Nous nous serrons la main et je me rassois à la terrasse de ce café ensoleillé en face du Panthéon. Les lunettes noires sur le nez, je dissimule ma tête de cadavre et mes yeux de zombie. Je finis de boire mon grand verre de menthe à l'eau puis je paye et récupère le trousseau de clés de mon nouvel appartement parisien. Celui-ci se trouve juste en face du magnifique monument sur la place du Panthéon dans le 5e. J'ai eu énormément de chance de trouver un appartement aussi grand dans un tel quartier... Certes le loyer n'est pas donné, mais grâce aux contacts de mes parents, je suis une locataire huppée ! Le propriétaire, un ami de la cousine de ma mère, m'a fait un prix peu non-considérable, aussi je ne pouvais pas refuser l'offre. Il me reste un diplôme à passer et ensuite je pourrais enfin trouver mon appartement, rien qu'à moi ! Et si je deviens diplomate, j'en aurais même un de fonction. Pour le moment je suis encore un peu dépendante de mes parents... Bah oui ! Un appartement en face du Panthéon ça coûte quand même la peau du cul.

Je peux enfin cocher l'une des cases de ma liste intitulée «une nouvelle vie» (un nom vraiment ringard je sais) que j'ai créée il y 3 semaines, juste après qu'on m'ait... Qu'on se soit foutu de moi je veux dire. Qu'on m'ait prise pour une bouffonne.

En général, la journée je pense que je vais bien... Mais dès que le soleil se couche et que la lune montre le bout de son nez, mon cœur se sert et essaye de rejeter toutes ses pensées et souvenirs obsédants et dévalorisants.

Je ne suis jamais plus retournée à l'entraînement. Je me suis disputée avec Kylian. Louise et moi ne communiquons que par messages (à cause du rassemblement). Je n'ose plus regarder un homme dans les yeux. Je n'ose plus me regarder dans les yeux. Je n'ose plus me regarder tout court, je me dégoûte. Je me trouve si indésirable. Je comprends pourquoi il ne voulait pas de moi en réalité. Je comprends pourquoi il s'est joué de moi.

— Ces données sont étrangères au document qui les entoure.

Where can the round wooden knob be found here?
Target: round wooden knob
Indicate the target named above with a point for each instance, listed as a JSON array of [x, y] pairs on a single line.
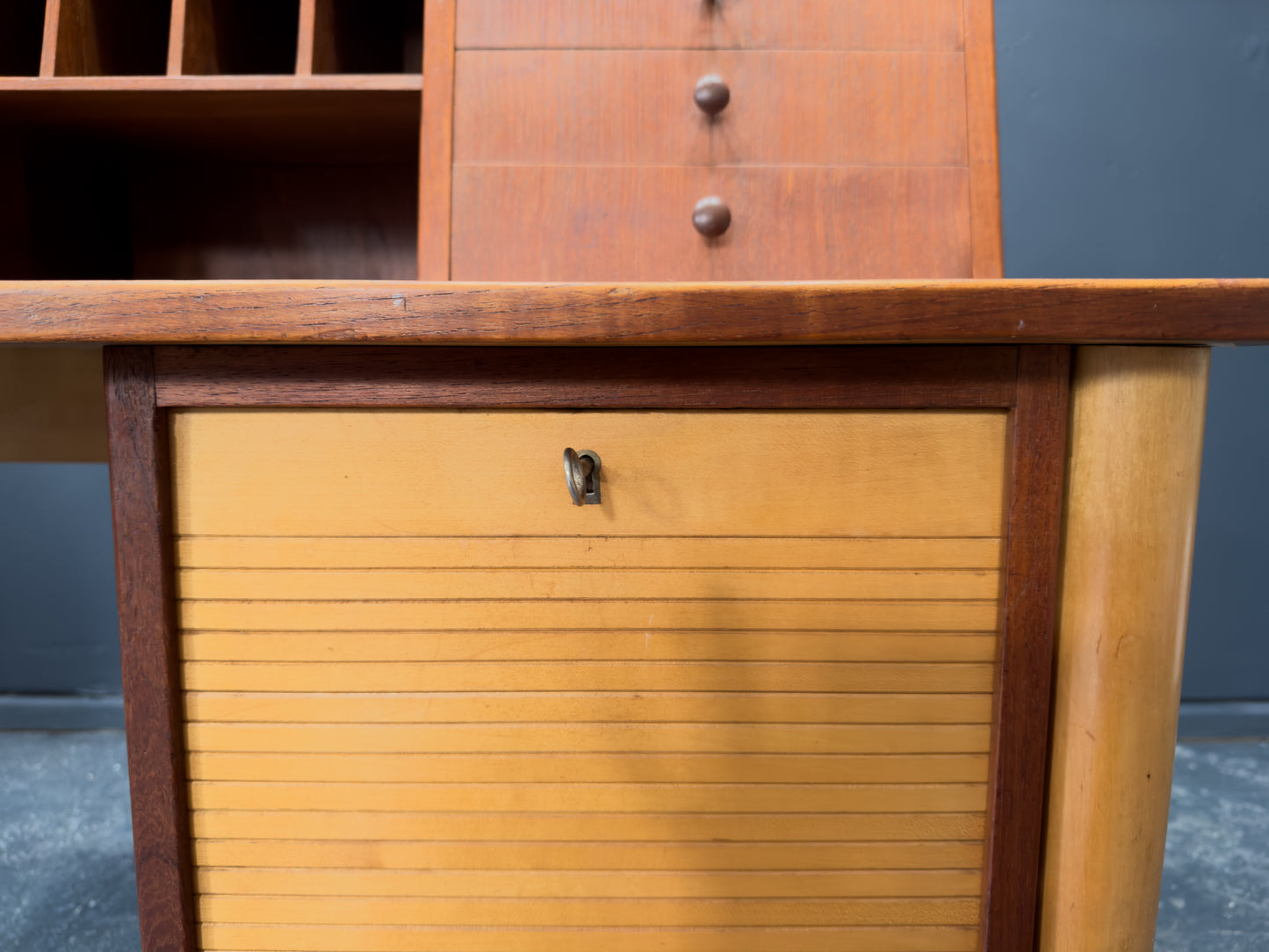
[[710, 96], [710, 217]]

Je me hais, je me répugne, je me déteste. Il ne me reste plus rien d'estime de moi-même. Je me suis promis de ne plus jamais penser à lui. De ne plus jamais prononcer son nom...
Car, il a tout gâcher.

La seule chose qui me maintien debout est le travail. J'ai l'impression que c'est l'une des seules choses pour laquelle je peux être quelqu'un d'important, je pense pouvoir servir à quelque chose. Je sais que je suis plutôt douée. Je ne crois en moi que pour cela.

Une fois rentrée, j'observe ce grand salon vide, il me fait penser à moi. Je suis vide. Peut-être que si je le remplissais, mon esprit aussi se sentirait comblé...
«hum, pas très convaincant Alice»

Je me dirige vers ma nouvelle chambre, un grand lit blanc se tient devant moi. Mais il n'y a personne. Absolument personne. Je ne sais pas pourquoi je m'imaginais qu'il pourrait y avoir quelqu'un, qui m'attendrait avec un bouquet ou un mot doux.

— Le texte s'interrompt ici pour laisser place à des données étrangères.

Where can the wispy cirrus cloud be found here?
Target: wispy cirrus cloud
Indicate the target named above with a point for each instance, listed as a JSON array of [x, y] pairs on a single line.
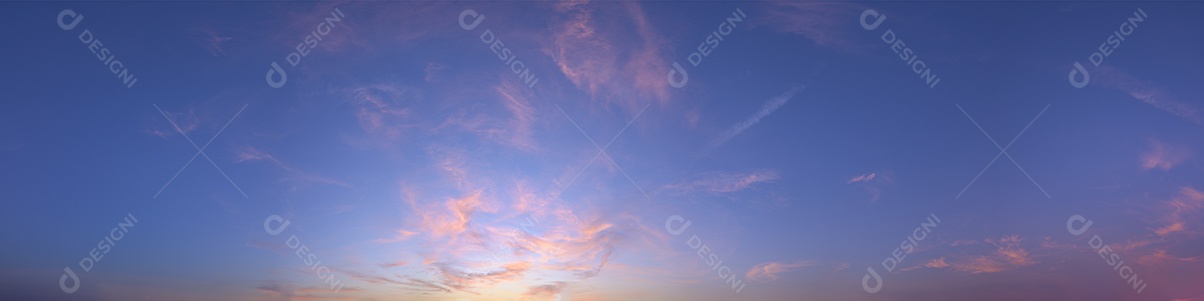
[[724, 182], [766, 110], [1008, 255], [874, 183], [830, 24], [611, 52], [769, 271], [1149, 93], [1163, 157], [1181, 211], [293, 176]]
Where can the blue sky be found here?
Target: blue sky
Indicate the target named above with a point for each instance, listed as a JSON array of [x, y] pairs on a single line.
[[406, 157]]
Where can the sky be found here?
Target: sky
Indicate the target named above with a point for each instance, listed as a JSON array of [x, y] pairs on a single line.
[[704, 151]]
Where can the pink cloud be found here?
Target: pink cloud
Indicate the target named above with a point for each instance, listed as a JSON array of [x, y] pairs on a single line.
[[1163, 157], [830, 24], [769, 271], [866, 177], [725, 182], [874, 183], [611, 52], [296, 177], [1149, 93], [1008, 255]]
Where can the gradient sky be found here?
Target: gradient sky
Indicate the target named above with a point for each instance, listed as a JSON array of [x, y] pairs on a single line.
[[414, 164]]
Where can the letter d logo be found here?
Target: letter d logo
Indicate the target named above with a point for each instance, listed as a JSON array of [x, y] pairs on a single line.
[[1079, 69]]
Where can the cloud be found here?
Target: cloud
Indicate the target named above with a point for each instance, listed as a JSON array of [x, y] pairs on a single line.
[[724, 182], [1149, 93], [874, 183], [187, 122], [766, 110], [611, 52], [296, 177], [1163, 157], [830, 24], [1181, 211], [1008, 255], [769, 271]]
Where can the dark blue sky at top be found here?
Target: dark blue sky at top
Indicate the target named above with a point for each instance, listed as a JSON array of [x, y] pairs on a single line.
[[402, 119]]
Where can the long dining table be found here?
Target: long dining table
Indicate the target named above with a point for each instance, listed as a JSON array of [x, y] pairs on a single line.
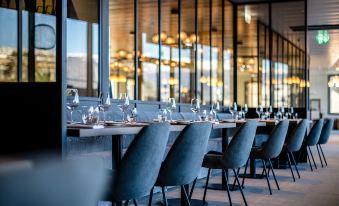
[[118, 132]]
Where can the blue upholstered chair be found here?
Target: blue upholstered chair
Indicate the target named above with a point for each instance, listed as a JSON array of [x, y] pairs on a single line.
[[183, 162], [271, 149], [293, 143], [312, 139], [140, 166], [324, 137], [234, 157]]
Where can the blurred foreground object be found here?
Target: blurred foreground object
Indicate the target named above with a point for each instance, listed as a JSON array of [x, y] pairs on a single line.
[[67, 183]]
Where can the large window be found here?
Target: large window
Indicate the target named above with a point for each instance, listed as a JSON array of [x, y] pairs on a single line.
[[82, 46], [33, 57], [333, 94], [180, 55], [8, 45]]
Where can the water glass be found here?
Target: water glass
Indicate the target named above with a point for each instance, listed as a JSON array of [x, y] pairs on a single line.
[[203, 116], [195, 107], [72, 101], [162, 115], [105, 104], [245, 110], [123, 104], [132, 116], [214, 109]]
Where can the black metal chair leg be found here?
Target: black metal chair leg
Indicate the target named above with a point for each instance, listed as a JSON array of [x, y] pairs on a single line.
[[243, 178], [321, 149], [321, 161], [315, 165], [186, 196], [268, 182], [234, 182], [150, 197], [289, 164], [206, 185], [135, 202], [164, 196], [295, 164], [275, 179], [192, 189], [309, 160], [237, 179], [228, 189]]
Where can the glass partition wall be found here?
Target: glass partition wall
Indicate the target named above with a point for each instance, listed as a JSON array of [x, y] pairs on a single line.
[[184, 50], [160, 48], [27, 41]]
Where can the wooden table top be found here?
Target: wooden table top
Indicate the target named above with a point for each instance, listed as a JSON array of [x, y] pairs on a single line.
[[128, 129], [134, 129]]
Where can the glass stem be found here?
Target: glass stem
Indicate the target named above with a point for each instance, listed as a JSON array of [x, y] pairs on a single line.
[[71, 116]]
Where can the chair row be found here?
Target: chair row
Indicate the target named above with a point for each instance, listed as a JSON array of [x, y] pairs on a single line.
[[143, 166]]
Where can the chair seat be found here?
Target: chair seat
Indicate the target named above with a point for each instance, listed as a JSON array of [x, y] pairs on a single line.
[[257, 153], [212, 160]]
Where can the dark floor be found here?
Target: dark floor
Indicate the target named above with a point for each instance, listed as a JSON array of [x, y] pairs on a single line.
[[320, 187]]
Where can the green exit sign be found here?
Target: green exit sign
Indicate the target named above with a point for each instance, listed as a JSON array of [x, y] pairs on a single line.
[[322, 37]]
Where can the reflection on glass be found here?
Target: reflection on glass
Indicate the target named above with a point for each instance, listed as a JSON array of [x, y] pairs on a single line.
[[77, 55], [187, 52], [149, 51], [83, 46], [8, 45], [121, 34], [169, 50], [45, 55]]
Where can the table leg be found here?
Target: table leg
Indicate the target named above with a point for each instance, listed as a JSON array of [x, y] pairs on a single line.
[[182, 200], [225, 134], [117, 148]]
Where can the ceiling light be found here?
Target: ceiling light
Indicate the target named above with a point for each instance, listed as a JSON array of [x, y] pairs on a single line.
[[322, 37]]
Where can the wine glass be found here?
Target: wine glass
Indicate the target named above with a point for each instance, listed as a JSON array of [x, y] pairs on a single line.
[[214, 109], [231, 110], [123, 104], [282, 111], [195, 107], [171, 107], [269, 111], [291, 111], [132, 115], [259, 110], [105, 103], [72, 101], [245, 110], [203, 115]]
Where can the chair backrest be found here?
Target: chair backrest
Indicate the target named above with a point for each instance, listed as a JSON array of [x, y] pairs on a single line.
[[314, 135], [276, 140], [326, 131], [141, 163], [183, 162], [295, 139], [240, 146]]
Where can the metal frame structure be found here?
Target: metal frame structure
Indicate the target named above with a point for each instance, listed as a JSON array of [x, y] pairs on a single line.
[[104, 47]]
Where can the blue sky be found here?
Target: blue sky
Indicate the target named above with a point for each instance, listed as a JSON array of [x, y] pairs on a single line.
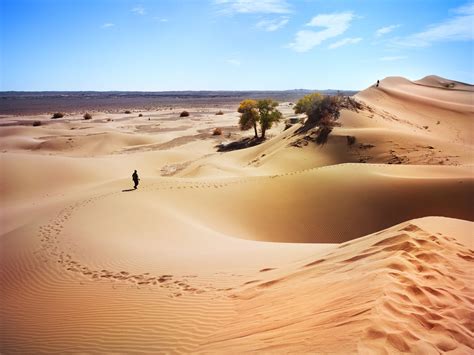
[[231, 44]]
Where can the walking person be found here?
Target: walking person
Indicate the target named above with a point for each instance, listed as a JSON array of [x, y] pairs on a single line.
[[135, 179]]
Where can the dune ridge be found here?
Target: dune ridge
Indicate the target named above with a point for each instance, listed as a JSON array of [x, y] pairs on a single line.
[[410, 278]]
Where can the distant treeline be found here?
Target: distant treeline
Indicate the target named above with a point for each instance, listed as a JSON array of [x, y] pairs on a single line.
[[42, 102]]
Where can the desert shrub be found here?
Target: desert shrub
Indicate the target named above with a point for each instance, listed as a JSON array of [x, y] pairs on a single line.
[[320, 110], [269, 114], [263, 112], [350, 140], [248, 115], [58, 115]]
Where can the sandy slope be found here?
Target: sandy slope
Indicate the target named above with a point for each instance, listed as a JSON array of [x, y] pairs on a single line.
[[184, 263]]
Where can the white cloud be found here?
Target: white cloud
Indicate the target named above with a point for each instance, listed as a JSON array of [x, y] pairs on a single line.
[[233, 62], [272, 25], [254, 6], [344, 42], [393, 58], [456, 28], [139, 10], [384, 30], [334, 25]]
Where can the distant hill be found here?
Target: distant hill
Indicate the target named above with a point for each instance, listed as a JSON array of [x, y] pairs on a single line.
[[31, 102]]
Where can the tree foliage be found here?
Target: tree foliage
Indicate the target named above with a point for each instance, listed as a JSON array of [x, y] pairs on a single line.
[[268, 113], [320, 110], [248, 115], [262, 112]]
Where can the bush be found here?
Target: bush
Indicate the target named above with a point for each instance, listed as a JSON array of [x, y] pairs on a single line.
[[58, 115], [350, 140], [320, 110]]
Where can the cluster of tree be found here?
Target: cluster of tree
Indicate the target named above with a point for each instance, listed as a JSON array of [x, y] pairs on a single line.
[[258, 112], [320, 110]]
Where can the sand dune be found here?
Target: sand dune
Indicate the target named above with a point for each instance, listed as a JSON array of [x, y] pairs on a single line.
[[287, 246], [399, 290]]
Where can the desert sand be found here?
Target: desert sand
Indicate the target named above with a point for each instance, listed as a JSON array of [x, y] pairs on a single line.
[[287, 246]]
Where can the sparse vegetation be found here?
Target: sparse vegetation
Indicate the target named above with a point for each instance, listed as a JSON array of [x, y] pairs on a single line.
[[322, 112], [261, 112], [351, 140], [269, 114], [248, 115], [58, 115]]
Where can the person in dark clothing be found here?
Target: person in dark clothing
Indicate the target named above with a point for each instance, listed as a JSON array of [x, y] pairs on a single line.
[[135, 179]]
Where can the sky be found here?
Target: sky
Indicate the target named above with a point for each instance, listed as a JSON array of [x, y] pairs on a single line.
[[160, 45]]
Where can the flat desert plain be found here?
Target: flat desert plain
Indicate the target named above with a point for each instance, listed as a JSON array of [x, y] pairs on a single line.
[[284, 247]]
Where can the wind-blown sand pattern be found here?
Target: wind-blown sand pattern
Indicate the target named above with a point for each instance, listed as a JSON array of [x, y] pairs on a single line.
[[282, 247]]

J'envoie un message à Louise et à Kylian (même si nous sommes en froid). Laisser passer le temps est le meilleur moyen de régler les disputes avec mon Kyk's que j'aime plus que tout.

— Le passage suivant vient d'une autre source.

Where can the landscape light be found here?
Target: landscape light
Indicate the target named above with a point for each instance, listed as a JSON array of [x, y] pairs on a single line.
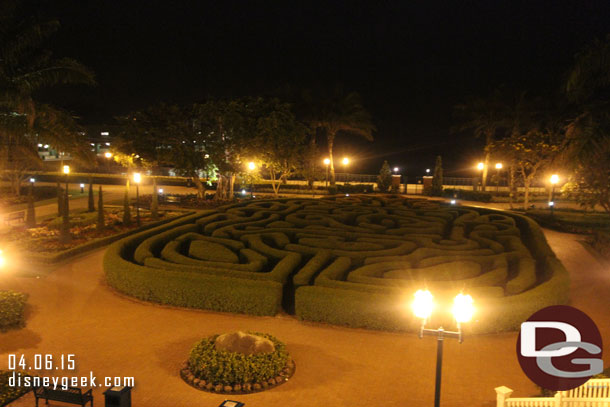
[[463, 308], [423, 304], [554, 179]]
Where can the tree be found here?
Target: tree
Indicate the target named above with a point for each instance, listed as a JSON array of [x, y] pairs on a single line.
[[100, 211], [279, 143], [529, 153], [585, 150], [437, 180], [27, 67], [340, 114], [91, 203], [384, 179], [126, 206], [485, 116], [154, 204], [30, 220]]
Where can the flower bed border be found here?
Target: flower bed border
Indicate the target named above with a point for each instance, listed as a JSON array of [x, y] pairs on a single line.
[[190, 379]]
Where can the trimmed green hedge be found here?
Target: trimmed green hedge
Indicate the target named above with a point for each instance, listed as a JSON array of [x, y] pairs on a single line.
[[12, 306], [231, 368]]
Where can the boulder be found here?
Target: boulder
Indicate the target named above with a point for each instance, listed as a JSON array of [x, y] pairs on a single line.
[[240, 342]]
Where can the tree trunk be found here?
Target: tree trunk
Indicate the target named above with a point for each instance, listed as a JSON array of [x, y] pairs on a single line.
[[91, 201], [30, 220], [512, 189], [101, 223], [331, 141], [154, 202], [485, 169]]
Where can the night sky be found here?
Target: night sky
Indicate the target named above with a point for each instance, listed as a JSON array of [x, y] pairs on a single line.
[[411, 61]]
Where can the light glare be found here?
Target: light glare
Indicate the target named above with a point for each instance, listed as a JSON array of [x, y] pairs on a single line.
[[463, 308]]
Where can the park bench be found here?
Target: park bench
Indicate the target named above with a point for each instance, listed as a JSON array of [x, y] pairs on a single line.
[[14, 216], [72, 395]]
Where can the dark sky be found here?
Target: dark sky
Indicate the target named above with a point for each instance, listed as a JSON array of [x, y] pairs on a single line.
[[412, 61]]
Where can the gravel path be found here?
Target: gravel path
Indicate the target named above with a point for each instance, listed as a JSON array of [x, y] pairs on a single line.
[[73, 311]]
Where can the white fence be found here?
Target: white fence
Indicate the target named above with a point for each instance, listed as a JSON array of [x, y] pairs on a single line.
[[594, 393]]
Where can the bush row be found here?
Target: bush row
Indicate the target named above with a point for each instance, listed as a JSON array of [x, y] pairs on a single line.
[[231, 368], [12, 305]]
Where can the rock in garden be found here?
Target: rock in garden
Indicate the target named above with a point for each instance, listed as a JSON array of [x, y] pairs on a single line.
[[240, 342]]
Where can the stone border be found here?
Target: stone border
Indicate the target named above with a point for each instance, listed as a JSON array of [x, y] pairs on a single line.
[[199, 384]]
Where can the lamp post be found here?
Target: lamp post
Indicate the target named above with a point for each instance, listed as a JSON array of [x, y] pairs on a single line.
[[137, 178], [423, 305], [554, 180], [498, 168], [251, 168], [345, 163]]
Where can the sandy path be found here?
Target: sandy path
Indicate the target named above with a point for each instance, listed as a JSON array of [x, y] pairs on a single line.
[[72, 311]]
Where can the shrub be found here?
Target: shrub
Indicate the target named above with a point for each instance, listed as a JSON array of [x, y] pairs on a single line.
[[467, 195], [12, 305], [230, 368]]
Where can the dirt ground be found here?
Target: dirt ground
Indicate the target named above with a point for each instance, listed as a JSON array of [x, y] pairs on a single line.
[[72, 311]]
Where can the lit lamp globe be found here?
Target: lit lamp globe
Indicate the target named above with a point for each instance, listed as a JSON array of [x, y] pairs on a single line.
[[463, 308], [423, 304]]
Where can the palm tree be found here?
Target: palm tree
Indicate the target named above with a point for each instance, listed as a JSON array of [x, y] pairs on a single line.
[[26, 67], [341, 114], [485, 116]]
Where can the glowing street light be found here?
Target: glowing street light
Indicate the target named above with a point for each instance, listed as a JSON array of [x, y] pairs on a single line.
[[463, 310], [327, 163], [137, 178], [498, 168], [553, 180]]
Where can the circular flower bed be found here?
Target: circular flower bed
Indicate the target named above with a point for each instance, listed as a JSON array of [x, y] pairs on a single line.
[[211, 368]]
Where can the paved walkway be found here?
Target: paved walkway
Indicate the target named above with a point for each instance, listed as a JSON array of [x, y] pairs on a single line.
[[72, 311]]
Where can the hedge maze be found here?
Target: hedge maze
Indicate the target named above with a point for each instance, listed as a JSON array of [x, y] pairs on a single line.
[[352, 261]]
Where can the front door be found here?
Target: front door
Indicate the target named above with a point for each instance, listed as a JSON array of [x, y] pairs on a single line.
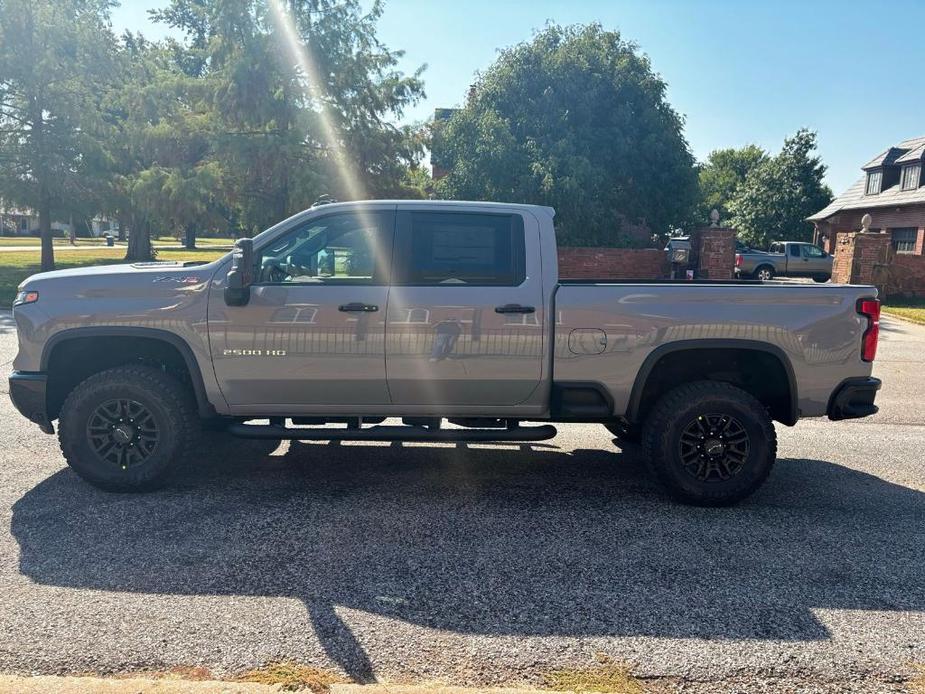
[[313, 333], [466, 319]]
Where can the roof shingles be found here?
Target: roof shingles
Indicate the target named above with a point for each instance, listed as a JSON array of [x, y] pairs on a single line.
[[855, 199]]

«Salut ! J'ai ENFIN mon nouvel appartement ! J'aimerais vous inviter !!!! Mais bon, quoi qu'il en soit je serais là demain pour ton match contre les Pays-Bas mon Kyky ! Je t'aime et je suis vraiment désolée <33»

Je n'ai pas le temps d'envoyer le message qu'il me répond :

«Super pour ton appart ! Tu vois, tout va bien se passer. Si tu savais depuis combien de temps j'attends que tu m'envoies à nouveau un message ! 3 semaines Alice et je ne sais même pas comment tu vas ! En plus avec ce qu'il s'est passé... Bon, demain t'as intérêt à être au premier rang parce que te prendre dans mes bras et la seule chose qui me manque en ce moment. Alors évite d'être en retard, et je serais toujours là pour vous.»

Je souris. Je me surprends entrain de sourire. Seul l'amour peut me guérir d'une blessure d'amour. J'aime Kylian. L'amitié sera donc mon traitement à cette maladie qui dévore jusqu'à la moelle : aimer...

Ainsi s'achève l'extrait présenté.